Belief, Religion, and the Illusion of Knowledge

Lately, I've been familiar with three ideas. One is from the book God Delusion by Richard Dawkins. He argued that maybe religion is a side effect of other evolutionary traits which enables us to maybe work as a team. Then Yuval Noah Harari introduced me to the knowledge illusion in his book 21 Lessons for the 21st Century, which enable us to believe to know something which we don't know personally but is known to someone somewhere. And in Denial of Death Ernest Becker explained that Sigmund Freud did a great work on how people rather blindly follow people in a book (I have to read that). It is their urge to follow someone, to feel secure, like in the arms of their parents.

Now, I wonder, are they somehow connected in the depth of our biology?

Upon further inspection, it feels like faith has some obvious biological dependencies. Our larger neocortex allows us to be more social.
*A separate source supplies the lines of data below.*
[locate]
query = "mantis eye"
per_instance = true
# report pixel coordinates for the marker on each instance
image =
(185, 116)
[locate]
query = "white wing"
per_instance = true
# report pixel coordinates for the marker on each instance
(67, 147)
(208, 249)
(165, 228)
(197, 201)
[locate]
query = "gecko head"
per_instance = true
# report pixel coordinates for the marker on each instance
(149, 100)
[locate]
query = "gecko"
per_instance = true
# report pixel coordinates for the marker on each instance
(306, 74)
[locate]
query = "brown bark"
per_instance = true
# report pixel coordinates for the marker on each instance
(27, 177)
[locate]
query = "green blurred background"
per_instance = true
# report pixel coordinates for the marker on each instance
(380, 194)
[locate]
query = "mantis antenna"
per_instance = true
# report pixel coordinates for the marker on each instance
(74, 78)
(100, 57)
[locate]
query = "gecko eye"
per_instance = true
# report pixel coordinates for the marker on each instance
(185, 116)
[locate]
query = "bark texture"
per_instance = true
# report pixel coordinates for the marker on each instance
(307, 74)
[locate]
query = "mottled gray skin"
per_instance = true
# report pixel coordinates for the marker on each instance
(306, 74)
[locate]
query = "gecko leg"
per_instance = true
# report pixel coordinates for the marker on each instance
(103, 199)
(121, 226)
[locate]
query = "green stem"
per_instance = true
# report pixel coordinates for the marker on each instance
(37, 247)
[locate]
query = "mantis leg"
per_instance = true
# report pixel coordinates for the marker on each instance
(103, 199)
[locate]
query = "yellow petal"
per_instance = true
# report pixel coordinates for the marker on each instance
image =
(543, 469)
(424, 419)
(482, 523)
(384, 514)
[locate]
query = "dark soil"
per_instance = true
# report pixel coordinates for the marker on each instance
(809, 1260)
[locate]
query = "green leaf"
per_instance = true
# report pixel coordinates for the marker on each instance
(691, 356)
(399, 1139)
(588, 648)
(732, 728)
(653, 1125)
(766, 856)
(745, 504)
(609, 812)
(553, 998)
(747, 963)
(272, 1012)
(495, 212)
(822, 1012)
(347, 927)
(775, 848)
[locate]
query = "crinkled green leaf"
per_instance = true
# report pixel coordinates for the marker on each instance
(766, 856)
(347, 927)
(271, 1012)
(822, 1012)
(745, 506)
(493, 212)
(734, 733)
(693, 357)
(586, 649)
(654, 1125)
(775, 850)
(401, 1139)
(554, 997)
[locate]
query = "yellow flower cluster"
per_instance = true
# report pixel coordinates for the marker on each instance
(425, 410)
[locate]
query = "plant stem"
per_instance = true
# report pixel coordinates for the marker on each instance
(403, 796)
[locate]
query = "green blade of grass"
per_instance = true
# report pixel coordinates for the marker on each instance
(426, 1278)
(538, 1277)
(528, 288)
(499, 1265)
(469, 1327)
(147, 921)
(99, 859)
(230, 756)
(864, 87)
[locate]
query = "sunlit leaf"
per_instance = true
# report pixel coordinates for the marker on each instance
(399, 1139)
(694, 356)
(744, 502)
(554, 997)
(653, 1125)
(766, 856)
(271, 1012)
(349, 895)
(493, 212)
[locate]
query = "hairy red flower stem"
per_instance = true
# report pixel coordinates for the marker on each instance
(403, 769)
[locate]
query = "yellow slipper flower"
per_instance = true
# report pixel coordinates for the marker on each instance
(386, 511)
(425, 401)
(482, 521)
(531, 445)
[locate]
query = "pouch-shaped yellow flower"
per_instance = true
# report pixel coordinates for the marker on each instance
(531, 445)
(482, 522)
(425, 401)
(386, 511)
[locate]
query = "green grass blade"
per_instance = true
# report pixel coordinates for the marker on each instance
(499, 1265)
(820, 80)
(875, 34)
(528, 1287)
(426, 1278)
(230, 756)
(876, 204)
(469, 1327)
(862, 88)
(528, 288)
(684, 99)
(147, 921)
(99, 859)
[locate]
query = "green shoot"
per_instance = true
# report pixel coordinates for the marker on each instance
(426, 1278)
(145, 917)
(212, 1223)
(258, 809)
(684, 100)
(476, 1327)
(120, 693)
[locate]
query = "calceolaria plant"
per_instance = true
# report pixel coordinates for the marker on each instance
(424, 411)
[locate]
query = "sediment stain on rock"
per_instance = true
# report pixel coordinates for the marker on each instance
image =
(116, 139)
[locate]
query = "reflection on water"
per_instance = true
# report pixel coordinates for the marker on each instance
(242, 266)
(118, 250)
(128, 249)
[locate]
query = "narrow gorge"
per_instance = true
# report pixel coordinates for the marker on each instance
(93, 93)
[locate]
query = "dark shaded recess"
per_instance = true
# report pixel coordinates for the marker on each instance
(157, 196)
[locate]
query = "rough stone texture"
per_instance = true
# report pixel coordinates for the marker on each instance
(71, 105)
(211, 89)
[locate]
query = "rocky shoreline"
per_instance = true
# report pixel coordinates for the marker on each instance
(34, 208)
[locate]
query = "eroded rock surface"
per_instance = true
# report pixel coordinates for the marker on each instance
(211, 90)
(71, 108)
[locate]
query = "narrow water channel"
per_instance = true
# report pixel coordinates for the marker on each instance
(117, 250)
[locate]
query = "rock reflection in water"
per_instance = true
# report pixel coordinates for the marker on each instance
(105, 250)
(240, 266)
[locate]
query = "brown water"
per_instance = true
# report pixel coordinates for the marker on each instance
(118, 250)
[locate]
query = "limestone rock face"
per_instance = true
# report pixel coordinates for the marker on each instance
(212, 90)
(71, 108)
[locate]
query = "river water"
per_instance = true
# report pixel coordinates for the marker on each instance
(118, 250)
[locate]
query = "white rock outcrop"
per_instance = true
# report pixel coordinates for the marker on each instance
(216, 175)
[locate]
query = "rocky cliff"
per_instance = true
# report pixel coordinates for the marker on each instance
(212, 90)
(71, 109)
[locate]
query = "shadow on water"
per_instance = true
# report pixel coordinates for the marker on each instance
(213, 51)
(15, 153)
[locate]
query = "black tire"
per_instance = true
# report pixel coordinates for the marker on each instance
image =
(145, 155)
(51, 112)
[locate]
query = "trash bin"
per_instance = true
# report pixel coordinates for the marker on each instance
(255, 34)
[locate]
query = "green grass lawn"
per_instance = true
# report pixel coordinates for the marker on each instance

It also allows us to mentalize deeply nested ideas:

Intentionality level Possible statements of belief Form of religion
1st I believe that [rain is falling] not possible
2nd I believe that you think [rain is falling] not possible
3rd I believe that you think that God exists [in a transcendental world] religious fact
4th I believe that you think that God exists and intends to punish us personal religion
5th I believe that you think that we both know that God exists and intends to punish us communal religion

From the 3rd level onwards, it allows us to have religious faith. But, faiths by themselves are memes having their courses through generations by non-biological means. Although knowledge illusion and group psychology explain why someone will believe in a specific dogma in the first place, the belief that knowledge illusion invokes is different from the faith that religious experience brings in. Faith is more akin to schizophrenia than communal belief.